Leaning forward, he saw Bever in a bed ahead of him, to the right. That bed, like Geoffrey and his own, was flanked by more curtains. Karl also spotted Morgan’s boots sticking out over the foot of the bed behind Bever’s.
“Hello sleepyhead,” the woman said, with a hoarse, ragged voice.
She must have been the nurse the man had mentioned.
“How did you get here?” the man asked. “Did you stop the zombies? What do you remember? Tell me, now,” he said, “that’s an order!”
Taking a closer look, Karl noticed the man’s armor was studded in Mewnee writing—those incomprehensible kanjee. He hadn’t noticed them at first, because they were embossed onto the armor’s dark material.
Karl inhaled sharply, suddenly fearful.
Unlike the demons, which he didn’t understand at all, Karl was keenly aware of what the Mewnees and the Trentons loyal to them would do to captured rebels.
Karl tried to pull away, but all he could do was push his back up against the pillow against the headboard of his bead. Narrowing his eyes, he looked around, trying to find a reassuring sight, but that only made things worse.
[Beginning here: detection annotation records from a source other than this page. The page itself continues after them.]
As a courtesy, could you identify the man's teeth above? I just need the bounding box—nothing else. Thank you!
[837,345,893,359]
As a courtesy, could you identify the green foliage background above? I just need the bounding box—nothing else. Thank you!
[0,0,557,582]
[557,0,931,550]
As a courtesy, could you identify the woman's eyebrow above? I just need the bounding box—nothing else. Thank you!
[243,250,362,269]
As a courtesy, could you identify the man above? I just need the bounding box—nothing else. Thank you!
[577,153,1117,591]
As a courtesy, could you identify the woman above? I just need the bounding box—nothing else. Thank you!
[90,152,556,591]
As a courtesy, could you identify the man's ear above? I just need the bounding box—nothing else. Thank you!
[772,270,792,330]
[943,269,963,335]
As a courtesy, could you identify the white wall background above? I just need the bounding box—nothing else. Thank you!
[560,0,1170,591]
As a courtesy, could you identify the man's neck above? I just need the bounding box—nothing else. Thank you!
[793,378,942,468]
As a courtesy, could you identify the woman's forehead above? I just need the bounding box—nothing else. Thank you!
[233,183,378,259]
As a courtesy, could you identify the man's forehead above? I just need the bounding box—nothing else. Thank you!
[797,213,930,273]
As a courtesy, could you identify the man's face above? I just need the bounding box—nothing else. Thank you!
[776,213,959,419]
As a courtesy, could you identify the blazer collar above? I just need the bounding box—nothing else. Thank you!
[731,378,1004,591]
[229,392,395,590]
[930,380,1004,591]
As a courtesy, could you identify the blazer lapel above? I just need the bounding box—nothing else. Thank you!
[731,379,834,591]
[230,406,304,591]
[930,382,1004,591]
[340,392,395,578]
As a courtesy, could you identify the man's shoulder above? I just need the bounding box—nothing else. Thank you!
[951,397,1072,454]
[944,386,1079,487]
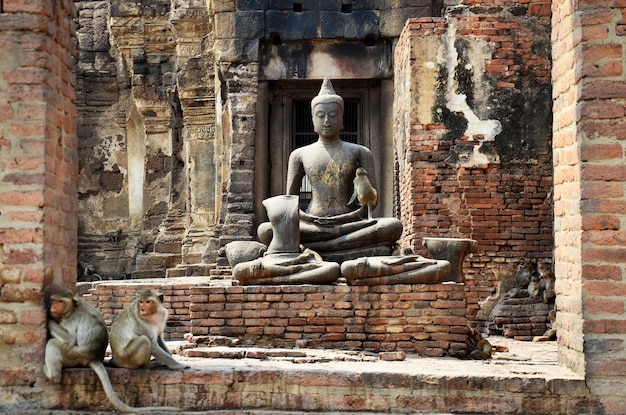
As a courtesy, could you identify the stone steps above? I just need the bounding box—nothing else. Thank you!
[36,342,593,415]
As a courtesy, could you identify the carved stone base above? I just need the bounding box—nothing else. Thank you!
[422,237,477,282]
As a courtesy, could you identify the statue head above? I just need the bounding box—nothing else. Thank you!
[311,78,343,114]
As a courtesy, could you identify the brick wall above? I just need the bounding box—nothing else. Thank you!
[0,0,77,404]
[85,280,467,357]
[552,0,626,414]
[394,3,553,328]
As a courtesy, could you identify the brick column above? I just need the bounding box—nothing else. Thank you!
[0,0,78,405]
[552,0,626,413]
Those beasteaten kanjee were everywhere! He saw them at the edges of the glowing windows, and repeated in miniature beneath the Trenton text of the images they displayed. One of the glowing windows had Trenton text arranged in a strange pattern.
E, F, P, T, O, Z,…
Why were the letters getting smaller? Was it some kind of Mewnee code?
“Hey!” the man barked.
At the base of the glowing window on the crane by his bed, Karl saw the words:
Designed in Mu.
What was this place? Were these people traitors? Had they sided with the enemy? Were they here to interrogate him?
Panicking, Karl tried to get off the bed, only to feel something keeping his arms in place. Glancing down, find that restraints around his arms and legs.
“W-What is going on?” Karl said. “Who are you?” He craned his head toward Geoffrey’s unconscious body. “What have you done to Geoffrey? What have you… what have you done to us!?”
The woman held up her hands. They were covered in white gloves made from an uncanny, seamless material. “Hold your horses, buddy,” she said. “Calm the fuck down.”